Drink the Spilt Milk..Life Happens...Abuse,Illness,Loss,Depression.Don't Stop Living I am an evangelist, spiritual counselor, author and speaker. I have MS, RA,Myositis, Fibro & Scleroderma.BUT I am None of these things.I have given up on giving up. Now I am holding on to holding on. I had a glass full of milk and the cup fell over. What am I going to do with it? I have a bag full of straws and I am willing to share. No more crying, lets just drink the spilt milk!
Wednesday, February 13, 2013
Now What Lord? Dealing with Devastating News
I was asked to speak at a friends church last year. The topic was Gods Plan,...How to Deal With Devastating News. I remember it took me awhile to get that speech together. I think people assume that I take bad news with a smile whenever I get it. Ummm, Nope, this is not true. What is true is I always ask myself what this bad news means in regard to God's plan for my life.
It is so hard to be told you have any illness. I know people that cringe at the thought of the flu. My husband would be one of them. When he finds out he has the flu, he reverts to 2 years old. I just shake my head and take care of the baby. In the real world however a diagnosis can turn your life upside down. I remember when I found out about my Rheumatoid arthritis, I was relieved. I mean I had been suffering and I truly needed to know what it was that was causing it. The Scleroderma diagnosis was harder. The prognosis just wasn't good. So that day was a long one. I remember thinking,"Lord, are you serious? What did I do to deserve this?" I cried for three days. I felt abandoned spiritually I was a good servant. I was faithful. I was a believer. I was always spreading the news of God's goodness. I should never have to deal with something like this. I had a long talk with the Lord and I woke up from the immunity dream that we saved folks tend to have. I realized that the why me, should be why not me.

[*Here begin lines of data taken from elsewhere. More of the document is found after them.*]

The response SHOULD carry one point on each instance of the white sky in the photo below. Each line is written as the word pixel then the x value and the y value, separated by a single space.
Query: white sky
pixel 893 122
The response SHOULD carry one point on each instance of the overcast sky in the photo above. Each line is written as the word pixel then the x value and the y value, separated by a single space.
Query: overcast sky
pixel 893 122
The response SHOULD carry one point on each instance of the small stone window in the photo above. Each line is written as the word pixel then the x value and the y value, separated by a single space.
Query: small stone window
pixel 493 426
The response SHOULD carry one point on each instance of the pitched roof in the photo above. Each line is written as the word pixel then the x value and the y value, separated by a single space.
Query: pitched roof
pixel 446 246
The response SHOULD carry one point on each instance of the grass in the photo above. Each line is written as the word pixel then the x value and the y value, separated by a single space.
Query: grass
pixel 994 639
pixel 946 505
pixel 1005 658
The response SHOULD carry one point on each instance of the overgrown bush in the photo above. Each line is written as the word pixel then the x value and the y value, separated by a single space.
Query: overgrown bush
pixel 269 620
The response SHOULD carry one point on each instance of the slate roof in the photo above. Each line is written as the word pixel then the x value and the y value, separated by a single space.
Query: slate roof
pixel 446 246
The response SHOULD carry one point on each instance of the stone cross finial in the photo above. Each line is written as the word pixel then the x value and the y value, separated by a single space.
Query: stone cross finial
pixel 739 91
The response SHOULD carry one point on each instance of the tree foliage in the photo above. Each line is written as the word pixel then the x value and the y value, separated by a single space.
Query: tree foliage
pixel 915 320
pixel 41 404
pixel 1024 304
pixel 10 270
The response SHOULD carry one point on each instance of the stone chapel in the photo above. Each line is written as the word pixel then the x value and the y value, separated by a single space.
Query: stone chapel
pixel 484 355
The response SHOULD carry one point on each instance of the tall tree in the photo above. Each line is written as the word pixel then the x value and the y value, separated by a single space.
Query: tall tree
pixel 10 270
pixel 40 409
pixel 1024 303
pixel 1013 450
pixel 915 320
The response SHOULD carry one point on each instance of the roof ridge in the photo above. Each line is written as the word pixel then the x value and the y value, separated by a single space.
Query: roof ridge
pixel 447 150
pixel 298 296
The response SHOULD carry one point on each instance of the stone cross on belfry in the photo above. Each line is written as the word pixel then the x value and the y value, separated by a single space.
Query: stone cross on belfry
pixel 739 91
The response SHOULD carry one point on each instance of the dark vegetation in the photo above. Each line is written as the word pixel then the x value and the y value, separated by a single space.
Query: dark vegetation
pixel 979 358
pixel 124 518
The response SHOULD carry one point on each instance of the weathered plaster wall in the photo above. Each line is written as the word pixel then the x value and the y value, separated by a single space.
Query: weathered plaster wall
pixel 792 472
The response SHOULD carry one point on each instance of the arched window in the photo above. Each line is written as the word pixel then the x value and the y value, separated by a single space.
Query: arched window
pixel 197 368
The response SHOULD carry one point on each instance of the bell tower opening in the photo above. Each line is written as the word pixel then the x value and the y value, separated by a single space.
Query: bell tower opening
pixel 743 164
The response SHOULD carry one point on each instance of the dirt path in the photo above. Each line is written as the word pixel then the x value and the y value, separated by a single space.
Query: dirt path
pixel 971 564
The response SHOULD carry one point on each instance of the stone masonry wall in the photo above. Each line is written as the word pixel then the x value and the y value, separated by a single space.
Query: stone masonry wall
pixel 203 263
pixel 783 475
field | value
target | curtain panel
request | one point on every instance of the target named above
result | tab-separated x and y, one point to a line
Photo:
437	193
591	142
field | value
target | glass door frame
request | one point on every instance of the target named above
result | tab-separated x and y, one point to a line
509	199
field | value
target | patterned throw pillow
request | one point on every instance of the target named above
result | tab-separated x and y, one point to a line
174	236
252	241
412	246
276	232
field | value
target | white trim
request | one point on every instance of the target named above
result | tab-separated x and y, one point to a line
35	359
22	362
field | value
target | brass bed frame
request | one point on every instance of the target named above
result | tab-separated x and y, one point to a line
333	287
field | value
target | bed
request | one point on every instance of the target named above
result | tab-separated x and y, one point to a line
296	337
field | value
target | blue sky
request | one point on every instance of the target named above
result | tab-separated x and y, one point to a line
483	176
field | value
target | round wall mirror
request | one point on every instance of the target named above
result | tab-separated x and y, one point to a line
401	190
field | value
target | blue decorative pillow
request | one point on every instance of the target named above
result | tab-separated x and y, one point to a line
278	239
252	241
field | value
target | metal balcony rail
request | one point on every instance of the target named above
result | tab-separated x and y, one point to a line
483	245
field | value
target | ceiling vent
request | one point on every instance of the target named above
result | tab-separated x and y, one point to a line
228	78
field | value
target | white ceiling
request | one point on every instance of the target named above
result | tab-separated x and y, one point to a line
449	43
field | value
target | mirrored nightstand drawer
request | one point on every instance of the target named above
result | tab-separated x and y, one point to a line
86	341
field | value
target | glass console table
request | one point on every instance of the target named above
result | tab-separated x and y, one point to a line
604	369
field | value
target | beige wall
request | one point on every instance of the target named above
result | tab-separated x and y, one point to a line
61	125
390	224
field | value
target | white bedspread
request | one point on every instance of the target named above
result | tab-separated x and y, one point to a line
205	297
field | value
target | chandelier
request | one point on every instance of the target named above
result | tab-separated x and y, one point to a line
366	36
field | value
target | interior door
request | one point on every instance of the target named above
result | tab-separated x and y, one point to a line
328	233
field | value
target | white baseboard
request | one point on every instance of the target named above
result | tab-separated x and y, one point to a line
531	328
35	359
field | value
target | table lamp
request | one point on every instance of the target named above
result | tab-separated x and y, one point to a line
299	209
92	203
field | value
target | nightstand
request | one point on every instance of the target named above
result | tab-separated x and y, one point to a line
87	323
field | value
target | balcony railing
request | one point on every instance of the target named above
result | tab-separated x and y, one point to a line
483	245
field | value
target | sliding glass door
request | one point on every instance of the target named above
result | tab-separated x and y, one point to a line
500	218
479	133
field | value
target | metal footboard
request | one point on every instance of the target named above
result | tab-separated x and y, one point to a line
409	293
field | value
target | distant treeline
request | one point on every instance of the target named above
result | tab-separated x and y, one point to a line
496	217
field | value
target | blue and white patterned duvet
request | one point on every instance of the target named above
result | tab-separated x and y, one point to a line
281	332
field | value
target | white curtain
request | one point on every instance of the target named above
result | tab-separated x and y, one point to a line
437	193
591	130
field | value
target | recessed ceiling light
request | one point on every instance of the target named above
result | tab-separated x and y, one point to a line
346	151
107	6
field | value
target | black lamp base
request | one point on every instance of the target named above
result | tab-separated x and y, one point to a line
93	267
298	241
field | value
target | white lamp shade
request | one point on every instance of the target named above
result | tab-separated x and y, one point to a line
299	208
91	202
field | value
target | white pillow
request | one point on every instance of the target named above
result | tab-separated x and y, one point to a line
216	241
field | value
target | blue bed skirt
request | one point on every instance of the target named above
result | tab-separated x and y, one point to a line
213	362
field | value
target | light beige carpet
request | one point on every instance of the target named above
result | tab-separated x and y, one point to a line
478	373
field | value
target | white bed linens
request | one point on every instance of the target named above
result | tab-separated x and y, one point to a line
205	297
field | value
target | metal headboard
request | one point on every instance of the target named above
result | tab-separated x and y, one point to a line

I was diagnosed with MS soon after and I just rolled with it(literally at times). The truth is when I was alone, I was still confused. I would ask, "Lord why do I have to have so much stuff?" "What am I suppose to do?" I was not angry. I was confused. I mean how much is one person suppose to take? I always hear people say. "Look at Job in the Bible!" I have read that over and over again but I just can not compare myself to Job. Then I started thinking of all the people that I have met and connected with and reconnected with since I started down the road to diagnosis. I thought of all the emails and text messages and cards I get from people saying they can relate or that I inspired them. I think about how much I have grown since this all started. How in the world can I not feel blessed? I mean yes some of these illnesses are terrifying but I still have LIFE! I still have second chances! I am still gaining and elevating in my spiritual life.I feel like God had to knock me down physically to raise me up spiritually. Just think about that.

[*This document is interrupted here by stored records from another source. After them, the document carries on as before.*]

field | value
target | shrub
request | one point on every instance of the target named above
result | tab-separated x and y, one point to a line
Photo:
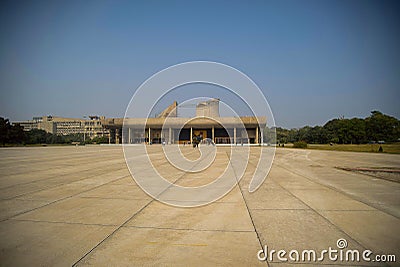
300	144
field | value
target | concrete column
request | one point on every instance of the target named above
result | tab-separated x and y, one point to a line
262	135
116	135
149	135
257	137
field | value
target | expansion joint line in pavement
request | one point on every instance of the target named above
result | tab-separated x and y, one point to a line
130	218
246	204
61	199
318	213
337	190
55	186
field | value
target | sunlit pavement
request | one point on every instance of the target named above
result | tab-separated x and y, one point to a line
79	205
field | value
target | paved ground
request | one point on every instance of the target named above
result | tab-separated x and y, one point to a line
68	206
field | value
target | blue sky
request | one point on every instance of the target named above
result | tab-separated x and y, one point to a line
313	60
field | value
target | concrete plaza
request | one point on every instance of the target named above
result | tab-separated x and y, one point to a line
63	206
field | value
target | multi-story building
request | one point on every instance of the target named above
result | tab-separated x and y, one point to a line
91	127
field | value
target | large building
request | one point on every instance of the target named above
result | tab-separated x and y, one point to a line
169	128
90	127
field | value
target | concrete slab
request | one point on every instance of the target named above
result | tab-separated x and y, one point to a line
80	205
155	247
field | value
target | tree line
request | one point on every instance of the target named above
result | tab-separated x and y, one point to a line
15	135
376	127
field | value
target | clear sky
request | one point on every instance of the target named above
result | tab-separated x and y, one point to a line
314	60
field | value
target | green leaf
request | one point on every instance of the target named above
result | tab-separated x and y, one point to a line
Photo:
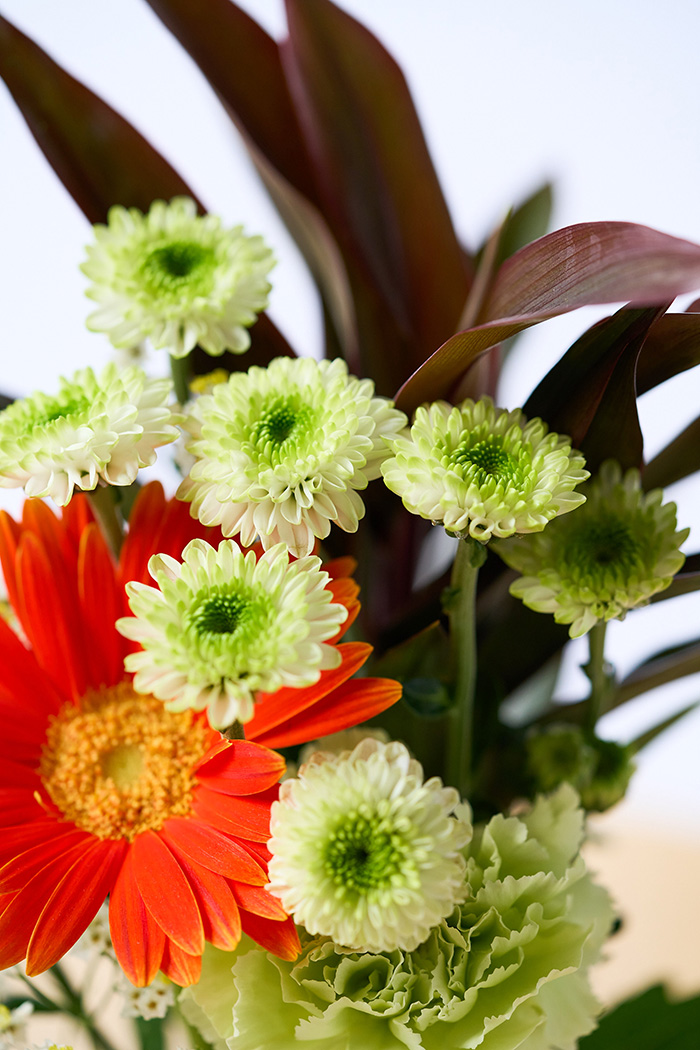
98	155
650	1022
590	393
676	461
574	267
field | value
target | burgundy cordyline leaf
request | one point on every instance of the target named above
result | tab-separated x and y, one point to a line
100	158
379	188
578	266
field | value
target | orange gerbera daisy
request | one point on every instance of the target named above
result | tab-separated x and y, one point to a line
105	793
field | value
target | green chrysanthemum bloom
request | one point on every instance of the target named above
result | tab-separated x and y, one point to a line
176	278
364	851
223	626
282	450
482	470
94	428
610	557
507	969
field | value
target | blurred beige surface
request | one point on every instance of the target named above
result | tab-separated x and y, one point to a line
654	877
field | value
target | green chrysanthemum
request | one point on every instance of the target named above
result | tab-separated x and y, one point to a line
281	452
364	851
176	278
479	469
223	626
610	557
507	968
94	428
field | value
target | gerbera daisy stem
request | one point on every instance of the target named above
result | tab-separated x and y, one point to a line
181	372
470	555
598	674
107	517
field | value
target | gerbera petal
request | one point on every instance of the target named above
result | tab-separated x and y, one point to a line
212	849
166	891
280	938
50	618
353	702
258	901
247	817
138	939
277	708
102	604
66	915
216	903
24	865
242	769
182	968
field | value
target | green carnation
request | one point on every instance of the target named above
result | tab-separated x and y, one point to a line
508	969
484	471
177	278
611	555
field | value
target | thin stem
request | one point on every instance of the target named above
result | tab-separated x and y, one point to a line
597	673
107	517
470	555
179	370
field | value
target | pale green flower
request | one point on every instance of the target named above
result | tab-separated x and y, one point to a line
482	470
611	555
281	452
223	625
507	969
96	428
176	278
364	851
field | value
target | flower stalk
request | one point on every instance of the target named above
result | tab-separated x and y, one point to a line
470	555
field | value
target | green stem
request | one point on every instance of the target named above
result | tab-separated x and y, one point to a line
179	370
107	517
470	555
598	675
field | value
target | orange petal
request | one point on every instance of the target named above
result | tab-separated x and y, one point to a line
167	893
216	902
242	769
73	903
247	817
138	939
351	704
280	938
258	901
179	966
211	848
276	709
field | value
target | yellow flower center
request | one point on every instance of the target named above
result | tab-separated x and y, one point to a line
120	763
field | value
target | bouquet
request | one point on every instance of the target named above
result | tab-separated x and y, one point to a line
281	747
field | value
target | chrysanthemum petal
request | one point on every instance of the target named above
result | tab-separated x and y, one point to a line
212	849
166	893
138	939
65	915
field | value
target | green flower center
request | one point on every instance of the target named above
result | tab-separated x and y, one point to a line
488	457
364	853
181	263
284	419
607	544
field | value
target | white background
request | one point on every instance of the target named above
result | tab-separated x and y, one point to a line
601	98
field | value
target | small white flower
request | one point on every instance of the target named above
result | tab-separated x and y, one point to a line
282	452
484	471
224	626
13	1024
96	428
364	851
153	1001
176	278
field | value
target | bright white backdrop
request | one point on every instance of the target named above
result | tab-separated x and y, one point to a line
600	98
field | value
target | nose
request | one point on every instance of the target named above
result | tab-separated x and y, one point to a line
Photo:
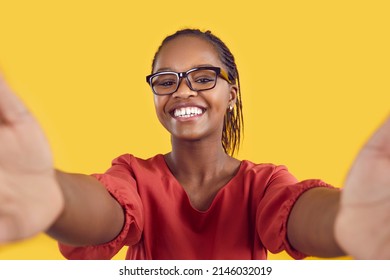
184	90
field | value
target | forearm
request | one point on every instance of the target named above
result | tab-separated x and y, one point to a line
90	215
311	222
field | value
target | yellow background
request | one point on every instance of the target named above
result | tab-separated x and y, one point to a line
314	75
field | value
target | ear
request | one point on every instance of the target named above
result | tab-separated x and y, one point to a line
233	95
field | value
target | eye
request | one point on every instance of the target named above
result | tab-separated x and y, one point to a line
204	80
164	81
166	84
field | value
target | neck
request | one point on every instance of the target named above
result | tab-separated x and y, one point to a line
197	160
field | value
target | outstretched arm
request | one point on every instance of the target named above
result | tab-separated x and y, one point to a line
75	209
363	224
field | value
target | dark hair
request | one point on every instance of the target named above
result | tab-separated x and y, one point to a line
233	122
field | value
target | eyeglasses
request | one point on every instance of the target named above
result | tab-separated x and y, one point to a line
198	79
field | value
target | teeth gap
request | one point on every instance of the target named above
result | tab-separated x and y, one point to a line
187	112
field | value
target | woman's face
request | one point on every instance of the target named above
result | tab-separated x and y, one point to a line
207	108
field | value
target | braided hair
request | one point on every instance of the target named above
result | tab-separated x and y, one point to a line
233	121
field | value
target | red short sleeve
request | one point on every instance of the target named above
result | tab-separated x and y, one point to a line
275	206
119	181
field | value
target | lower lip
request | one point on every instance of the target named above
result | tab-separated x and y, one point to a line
187	119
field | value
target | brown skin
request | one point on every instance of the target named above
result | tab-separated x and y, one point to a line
197	159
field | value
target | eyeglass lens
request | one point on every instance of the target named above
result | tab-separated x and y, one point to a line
168	83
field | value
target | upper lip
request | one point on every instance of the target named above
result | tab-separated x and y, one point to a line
185	105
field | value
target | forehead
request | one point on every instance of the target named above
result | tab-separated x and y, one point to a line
186	52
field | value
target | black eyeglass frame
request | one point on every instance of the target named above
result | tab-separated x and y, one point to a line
180	75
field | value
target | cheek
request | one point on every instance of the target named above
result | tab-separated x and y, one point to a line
159	105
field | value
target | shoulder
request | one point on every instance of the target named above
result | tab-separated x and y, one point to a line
136	162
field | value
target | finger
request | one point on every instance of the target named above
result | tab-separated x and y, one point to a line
380	140
11	107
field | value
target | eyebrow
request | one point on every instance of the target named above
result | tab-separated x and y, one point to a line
195	66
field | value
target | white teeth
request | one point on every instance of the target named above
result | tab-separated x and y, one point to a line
187	112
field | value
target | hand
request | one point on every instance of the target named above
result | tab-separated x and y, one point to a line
363	224
30	197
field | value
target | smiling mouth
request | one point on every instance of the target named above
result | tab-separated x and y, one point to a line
187	112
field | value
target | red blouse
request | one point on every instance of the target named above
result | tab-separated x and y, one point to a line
247	217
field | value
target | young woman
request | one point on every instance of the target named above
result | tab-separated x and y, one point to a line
196	202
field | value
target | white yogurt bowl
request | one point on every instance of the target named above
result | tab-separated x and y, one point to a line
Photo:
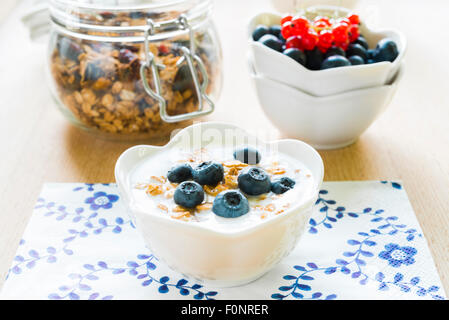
329	122
217	257
278	67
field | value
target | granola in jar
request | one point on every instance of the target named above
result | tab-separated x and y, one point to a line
96	71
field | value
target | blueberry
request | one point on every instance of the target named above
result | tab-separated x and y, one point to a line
230	204
282	185
362	41
188	194
335	62
386	50
209	173
296	55
272	42
254	181
260	31
314	59
276	31
334	51
247	155
355	49
180	173
356	60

When we loose a loved one, there is no comfort for days! I know there have been times when I felt like comfort would never come. The thing is we have no idea what another's purpose is. We do not know when that purpose has been fulfilled. We just know that someone we love is no longer here and it hurts. If you close your eyes and think of the person's life and all the happiness they brought to you, you smile. That smile speaks multitudes! It means that through their life, you were blessed. There is gratefulness in that! I know it hurts, I know you are sad, I know the time was too short, I know the memories were to few. But if you have just one memory, just one thing to smile about, you have to admit they touched your life while they were here. and even though that is what hurts it is also what heals!
We have a choices to make when we are devastated. Will we let this tear us apart? Will I praise God through it even though it hurts? Will I be angry that it happened and bitter and refuse to see a rainbow over the storm? You can decide what you do with the news. I will just say this. If we never suffered, if we were never sick, if we never lost, if we never had a broken heart, what would we be happy about? What would spark appreciation, grow faith, ignite gratefulness? You will take the sun for granted if it NEVER rains.
So I imagine the answer to the question of what now Lord, is very simple. You LIVE, you love, you adapt, you grow, you share, you cry, you keep moving in the direction that God is leading you. There will be more sunny days, more days when you can stand longer, or walk further, or talk louder,or even run. It is not over, it has just changed. Take the news in and deal with it the best way you can. Then remind yourself that even tough it was painful and it may have even been life changing, you are still here. someone else will come along that will need to hear how you got over and how you pulled through.